No despacho, que adia a leitura da sentença de 21 de setembro para maio do próximo ano, o presidente do coletivo, Francisco Henriques, revela que, desde o fim das férias judiciais, deixou de ter exclusividade para a elaboração do acórdão, passando o magistrado a ter de realizar outros julgamentos, quer como presidente do tribunal coletivo, quer integrando outros coletivos de juízes.
Assim, o juiz considerou que se "mostra completamente impossível" elaborar o acórdão "com a complexidade subjacente" ao processo Vistos Gold até ao próximo dia 21
Além de participar agora em outros julgamentos, o juiz lembra que a isso soma-se o trabalho diário de despacho de expediente, preparação dos julgamentos a que preside, intervenção nas deliberações do tribunal coletivo e, ainda, elaboração dos acórdãos dos julgamentos por si presididos.

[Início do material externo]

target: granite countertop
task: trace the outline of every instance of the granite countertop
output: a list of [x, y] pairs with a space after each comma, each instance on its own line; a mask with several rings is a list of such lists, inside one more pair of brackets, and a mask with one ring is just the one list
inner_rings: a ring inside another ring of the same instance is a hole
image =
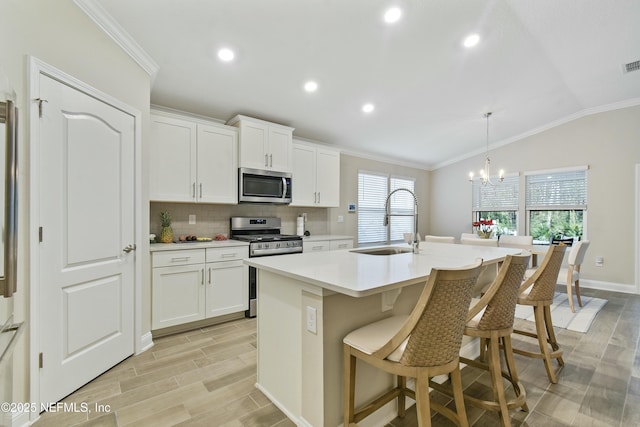
[[177, 243], [151, 243], [149, 245], [150, 252], [158, 251], [178, 251], [183, 249], [206, 249], [206, 248], [225, 248], [232, 246], [249, 246], [249, 242], [240, 240], [212, 240], [210, 242], [177, 242]]
[[[407, 248], [407, 245], [397, 245]], [[371, 249], [371, 248], [367, 248]], [[459, 268], [482, 258], [495, 264], [520, 249], [421, 242], [420, 253], [369, 255], [344, 249], [248, 258], [245, 263], [301, 282], [353, 297], [363, 297], [424, 282], [433, 267]]]

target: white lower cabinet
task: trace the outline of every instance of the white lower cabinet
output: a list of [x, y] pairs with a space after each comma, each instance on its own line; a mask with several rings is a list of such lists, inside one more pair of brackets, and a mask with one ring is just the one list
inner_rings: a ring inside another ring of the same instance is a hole
[[331, 250], [336, 251], [338, 249], [352, 249], [353, 239], [332, 240]]
[[353, 248], [353, 239], [330, 239], [302, 241], [302, 252], [335, 251]]
[[248, 256], [247, 246], [154, 252], [151, 328], [245, 311]]

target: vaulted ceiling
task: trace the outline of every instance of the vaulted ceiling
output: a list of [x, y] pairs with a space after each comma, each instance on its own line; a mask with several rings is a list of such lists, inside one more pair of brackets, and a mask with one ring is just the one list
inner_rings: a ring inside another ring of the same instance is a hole
[[262, 118], [425, 169], [483, 152], [487, 111], [495, 147], [640, 104], [640, 71], [623, 72], [640, 60], [638, 0], [79, 1], [157, 63], [153, 104]]

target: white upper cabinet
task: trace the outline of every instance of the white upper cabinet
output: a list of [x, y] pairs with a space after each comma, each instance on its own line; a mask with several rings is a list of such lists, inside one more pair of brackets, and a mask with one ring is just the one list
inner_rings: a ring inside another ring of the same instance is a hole
[[340, 151], [293, 144], [292, 206], [340, 206]]
[[237, 203], [235, 128], [152, 112], [150, 147], [151, 200]]
[[291, 172], [293, 128], [240, 115], [227, 124], [239, 129], [240, 167]]

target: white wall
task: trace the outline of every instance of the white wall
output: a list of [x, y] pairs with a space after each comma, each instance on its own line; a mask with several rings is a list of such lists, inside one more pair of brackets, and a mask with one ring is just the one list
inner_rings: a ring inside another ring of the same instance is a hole
[[[585, 237], [591, 246], [581, 277], [598, 287], [635, 292], [639, 106], [588, 115], [489, 154], [492, 166], [507, 173], [588, 165]], [[467, 176], [483, 162], [484, 155], [479, 155], [431, 172], [430, 228], [434, 234], [459, 236], [471, 231], [471, 185]], [[604, 257], [603, 267], [594, 266], [596, 256]]]
[[[8, 75], [17, 94], [20, 110], [19, 127], [19, 265], [18, 293], [15, 296], [17, 321], [29, 316], [29, 233], [37, 229], [37, 224], [29, 224], [29, 152], [27, 147], [27, 99], [28, 60], [32, 55], [81, 81], [136, 108], [143, 117], [143, 140], [145, 129], [149, 127], [149, 76], [105, 35], [72, 0], [2, 0], [0, 2], [0, 66]], [[143, 143], [143, 158], [146, 147]], [[143, 163], [143, 177], [147, 175]], [[143, 178], [144, 212], [143, 228], [148, 230], [148, 194], [146, 178]], [[96, 233], [101, 230], [96, 224]], [[145, 231], [146, 234], [146, 231]], [[148, 253], [147, 245], [139, 253]], [[149, 294], [149, 257], [139, 257], [143, 266], [143, 292]], [[143, 332], [150, 329], [149, 298], [143, 307]], [[14, 400], [28, 402], [27, 343], [25, 334], [14, 358]]]
[[[429, 234], [428, 171], [347, 154], [340, 156], [340, 207], [331, 208], [328, 212], [331, 234], [353, 236], [354, 244], [358, 243], [358, 214], [349, 213], [348, 206], [349, 203], [358, 204], [358, 171], [360, 170], [415, 178], [415, 193], [419, 208], [418, 232], [423, 236]], [[339, 223], [338, 216], [344, 217], [344, 222]], [[382, 218], [380, 220], [382, 221]]]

O juiz assinala igualmente que, de acordo com a agenda do seu tribunal coletivo, em todas as terças, quartas e quintas-feiras e, algumas segundas-feiras, estão agendados julgamentos, com sessões de manhã e de tarde, sendo "escasso o remanescente do trabalho efetivo para se dedicar à elaboração do acórdão" do processo Vistos Gold.
"Desta forma, por via a evitar sucessivos adiamentos, ao signatário não resta outra alternativa senão a de reagendar a leitura do acórdão para uma data posterior à interrupção judicial da Páscoa", lê-se no despacho, a que a agência Lusa teve acesso.
A nova data - 17 de maio de 2019 - aponta para uma dilação temporal de 246 dias (incluindo sábados, domingos, feriados e férias judiciais), durante a qual o signatário "espera utilizar 120 dias de trabalho na elaboração do acórdão em causa".
"Embora pareça uma longa dilação, na verdade, de acordo com a planificação efetuada pelo signatário, não pode deixar de ser compreendida como uma expectativa arrojada", alerta Francisco Henriques.
O juiz presidente admite que a leitura do acórdão teria ocorrido "num prazo mais curto" caso não tivessem sido alterados os pressupostos, incluindo a questão da exclusividade.
Foi ainda determinado que do despacho fosse dado conhecimento ao Conselho Superior da Magistratura, bem como à juíza presidente da Comarca de Lisboa.
Face ao sucedido, advogados de defesa de arguidos no processo Vistos Gold estão a ponderar apresentar uma petição ao Conselho Superior da Magistratura para que devolva a exclusividade ao juiz que presidiu ao julgamento, por forma a que a decisão de primeira instância não se prolongue demasiado no tempo, conforme avançou à Lusa o advogado João Medeiros, mandatário de Jarmela Palos, ex-diretor do Serviço Estrangeiros e Fronteira (SEF).
Nas alegações finais do julgamento, realizadas antes das férias judiciais de verão, o Ministério Público (MP) pediu a condenação do ex-presidente do Instituto dos Registos e Notariado António Figueiredo a uma pena até oito anos de prisão e a sua suspensão de funções públicas por um período de dois a três anos.
Para os restantes arguidos, incluindo o ex-ministro da Administração Interna Miguel Macedo e a antiga secretária-geral do Ministério da Justiça Maria Antónia Anes, o procurador José Niza pediu que fossem condenados a uma pena única não superior a cinco anos de prisão, admitindo que a mesma possa ser suspensa na execução, à exceção do empresário Jaime Gomes, para quem pediu prisão efetiva.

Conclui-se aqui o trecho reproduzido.